Atualizado: 29 de jun. de 2020

Na ciência, certas imprevisibilidades são passíveis de aparecerem, sejam estas produtos de observações ou implicações teóricas peculiares. Quando uma observação demonstra um comportamento contrário ao que seria indicado por uma teoria consolidada, esta ocorrência é categorizada como “anomalia”. Considere, hipoteticamente, que você compre um caderno dos vingadores. Ao abri-lo você percebe que os personagens clássicos estão desenhados em cada página do caderno. Todavia, ao continuar foleando as páginas, você observa, em uma única página, o Batman, o que resulta em um estranhamento imediato, já que tal observação não era esperada e, ainda, é extremamente improvável. A presença do Batman no contexto em questão seria uma anomalia. Ainda, desenvolvimentos teóricos (ou observações) podem implicar na aparição de paradoxos científicos, os quais indicam situações sem saída/solução. Na física teórica existem alguns paradoxos famosos, os quais, até hoje, permanecem sem solução definitiva (possuem apenas propostas). Dois dos mais famosos exemplos são o paradoxo da informação e o paradoxo EPR.

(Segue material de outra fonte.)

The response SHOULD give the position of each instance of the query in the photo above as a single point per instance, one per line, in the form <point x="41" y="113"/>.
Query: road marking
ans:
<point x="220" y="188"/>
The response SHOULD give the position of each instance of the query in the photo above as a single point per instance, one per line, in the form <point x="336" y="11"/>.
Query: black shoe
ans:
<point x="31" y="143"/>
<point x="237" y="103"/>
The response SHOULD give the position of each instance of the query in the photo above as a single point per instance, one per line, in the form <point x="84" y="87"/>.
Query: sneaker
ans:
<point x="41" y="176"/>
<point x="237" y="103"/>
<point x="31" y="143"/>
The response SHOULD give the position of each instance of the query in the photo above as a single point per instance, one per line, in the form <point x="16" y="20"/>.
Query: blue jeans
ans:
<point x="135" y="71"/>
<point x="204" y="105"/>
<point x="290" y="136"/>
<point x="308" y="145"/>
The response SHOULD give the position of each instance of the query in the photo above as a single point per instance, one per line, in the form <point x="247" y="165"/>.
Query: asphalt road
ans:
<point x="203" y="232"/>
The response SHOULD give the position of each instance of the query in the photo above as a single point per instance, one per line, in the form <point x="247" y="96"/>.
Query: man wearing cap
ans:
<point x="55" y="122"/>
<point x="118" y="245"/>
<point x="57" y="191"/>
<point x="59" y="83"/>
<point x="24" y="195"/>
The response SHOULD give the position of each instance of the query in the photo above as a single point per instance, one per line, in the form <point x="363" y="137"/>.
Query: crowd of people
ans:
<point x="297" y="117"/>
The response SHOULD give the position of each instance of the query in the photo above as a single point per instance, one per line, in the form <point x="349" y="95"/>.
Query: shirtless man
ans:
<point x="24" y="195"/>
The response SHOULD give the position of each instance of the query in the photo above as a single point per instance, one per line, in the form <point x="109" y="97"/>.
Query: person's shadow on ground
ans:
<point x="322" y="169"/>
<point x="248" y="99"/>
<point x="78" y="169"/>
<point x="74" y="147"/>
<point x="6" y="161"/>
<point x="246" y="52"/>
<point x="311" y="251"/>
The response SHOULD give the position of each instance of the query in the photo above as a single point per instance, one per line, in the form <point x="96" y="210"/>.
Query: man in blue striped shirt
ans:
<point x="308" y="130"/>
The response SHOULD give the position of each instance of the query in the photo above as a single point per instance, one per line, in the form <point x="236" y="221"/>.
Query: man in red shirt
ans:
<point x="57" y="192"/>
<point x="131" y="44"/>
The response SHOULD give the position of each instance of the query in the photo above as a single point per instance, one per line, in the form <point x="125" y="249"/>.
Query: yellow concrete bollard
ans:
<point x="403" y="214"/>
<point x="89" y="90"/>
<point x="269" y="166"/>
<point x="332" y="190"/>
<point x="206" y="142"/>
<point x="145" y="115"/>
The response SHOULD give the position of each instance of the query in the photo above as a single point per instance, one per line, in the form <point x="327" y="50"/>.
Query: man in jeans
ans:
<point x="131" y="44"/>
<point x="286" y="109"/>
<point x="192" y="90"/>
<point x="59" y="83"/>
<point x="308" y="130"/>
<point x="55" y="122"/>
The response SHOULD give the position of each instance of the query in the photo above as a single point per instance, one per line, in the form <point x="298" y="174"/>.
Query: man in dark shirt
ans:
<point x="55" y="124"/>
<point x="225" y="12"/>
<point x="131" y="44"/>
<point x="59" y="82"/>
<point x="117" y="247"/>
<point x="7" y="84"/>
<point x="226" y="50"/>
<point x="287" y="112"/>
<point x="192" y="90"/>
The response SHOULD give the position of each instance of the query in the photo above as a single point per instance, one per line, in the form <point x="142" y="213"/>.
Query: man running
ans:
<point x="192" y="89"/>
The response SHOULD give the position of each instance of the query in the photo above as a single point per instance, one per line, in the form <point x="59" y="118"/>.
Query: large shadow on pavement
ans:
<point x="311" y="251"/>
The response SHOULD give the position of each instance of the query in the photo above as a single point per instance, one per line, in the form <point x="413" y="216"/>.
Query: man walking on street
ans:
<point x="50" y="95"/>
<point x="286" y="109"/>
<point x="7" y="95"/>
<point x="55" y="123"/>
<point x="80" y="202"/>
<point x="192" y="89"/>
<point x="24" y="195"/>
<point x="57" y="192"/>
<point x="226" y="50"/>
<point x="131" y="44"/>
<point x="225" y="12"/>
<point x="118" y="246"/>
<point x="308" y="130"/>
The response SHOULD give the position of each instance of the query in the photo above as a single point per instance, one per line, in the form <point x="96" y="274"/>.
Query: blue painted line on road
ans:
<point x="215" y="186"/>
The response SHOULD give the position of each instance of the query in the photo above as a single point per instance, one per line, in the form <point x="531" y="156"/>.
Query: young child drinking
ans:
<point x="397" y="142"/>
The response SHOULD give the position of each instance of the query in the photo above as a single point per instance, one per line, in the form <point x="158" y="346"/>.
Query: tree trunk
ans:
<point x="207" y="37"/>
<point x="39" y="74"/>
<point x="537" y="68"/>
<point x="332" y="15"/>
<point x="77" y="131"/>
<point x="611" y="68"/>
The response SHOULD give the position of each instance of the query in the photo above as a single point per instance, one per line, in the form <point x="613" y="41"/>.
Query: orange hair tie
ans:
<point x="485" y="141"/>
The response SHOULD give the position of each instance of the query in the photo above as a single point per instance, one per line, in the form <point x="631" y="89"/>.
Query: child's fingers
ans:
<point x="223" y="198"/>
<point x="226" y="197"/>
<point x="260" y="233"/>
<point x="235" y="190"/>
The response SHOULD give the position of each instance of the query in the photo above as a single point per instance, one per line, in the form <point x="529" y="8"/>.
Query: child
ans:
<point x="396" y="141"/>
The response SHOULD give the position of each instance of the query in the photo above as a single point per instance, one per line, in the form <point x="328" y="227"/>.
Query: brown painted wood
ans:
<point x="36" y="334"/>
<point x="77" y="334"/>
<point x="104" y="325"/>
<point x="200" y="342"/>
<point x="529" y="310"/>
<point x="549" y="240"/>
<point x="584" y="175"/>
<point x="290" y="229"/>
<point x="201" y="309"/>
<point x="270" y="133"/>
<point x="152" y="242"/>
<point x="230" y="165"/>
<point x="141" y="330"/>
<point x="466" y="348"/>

Para entendermos o problema apresentado pelo paradoxo da informação devemos, primeiro, entender o conceito de informação quântica. Em nosso cotidiano (mundo macroscópico), podemos observar diversas formas de informação. Consideremos um carro. A marca, cor, modelo, potência, velocidade, são todos exemplos de informações que podem ser retiradas de tal objeto. Na computação e teoria da informação, a menor unidade possível da informação é o chamado bit, o qual pode assumir somente dois valores, o 0 ou o 1. 3 bits podem se organizar em 8 estados distintos, individualmente, dada as possíveis combinações entre 0 e 1. Na mecânica quântica, o conceito de informação é próximo ao do usado na computação. No mesmo sentido que bits são a menor unidade de informação, os qubits (ou bits quânticos) também são. Todavia, os qubits possuem uma vantagem, pois cada qubit pode se encontrar, simultaneamente, em um estado de superposição entre os estados |0⟩ e |1⟩. Dessa forma, a cada 1 qubit adicionado na sequência, o número de estados simultâneos dobra, caracterizando, assim, a vantagem dos computadores quânticos, os quais usam este conceito (ver foto 2). Na linguagem da mecânica quântica, os qubits são representados por vetores de estado, representando sistemas de dois níveis. Mas o que queremos dizer com isso? Consideremos o spin de um elétron. Escolhamos o eixo z para a medição do spin eletrônico. Antes do ato de medição, o estado encontra-se em superposição; desta forma, o sentido do spin pode ser qualquer uma das duas orientações possíveis, apontando para +z (“para cima”) ou -z (“para baixo”). Matematicamente, tal estado descrito é representado por |φ_z ⟩=(1/√2)|0⟩+(1/√2)|1⟩, sendo (1/√2) os coeficientes, cujo quadrado fornece a probabilidade de, dada a medição, o estado ser encontrado na configuração |0⟩ (representando o spin apontando para “baixo”) ou na configuração |1⟩ (representando o spin apontando para “cima”). A esfera de Bloch (foto 3) fornece uma maneira de visualização do spin eletrônico. Podemos, ainda, estender a lista de exemplos de informação quântica para propriedades como posição e velocidade. A informação também pode ser relacionada a como objetos se diferem. Um conjunto de átomos de carbono, em um determinado arranjo de átomos, pode resultar em grafite. Um conjunto com estes mesmos átomos, porém em outro arranjo, pode resultar em um diamante. A informação quântica possibilita a distinção.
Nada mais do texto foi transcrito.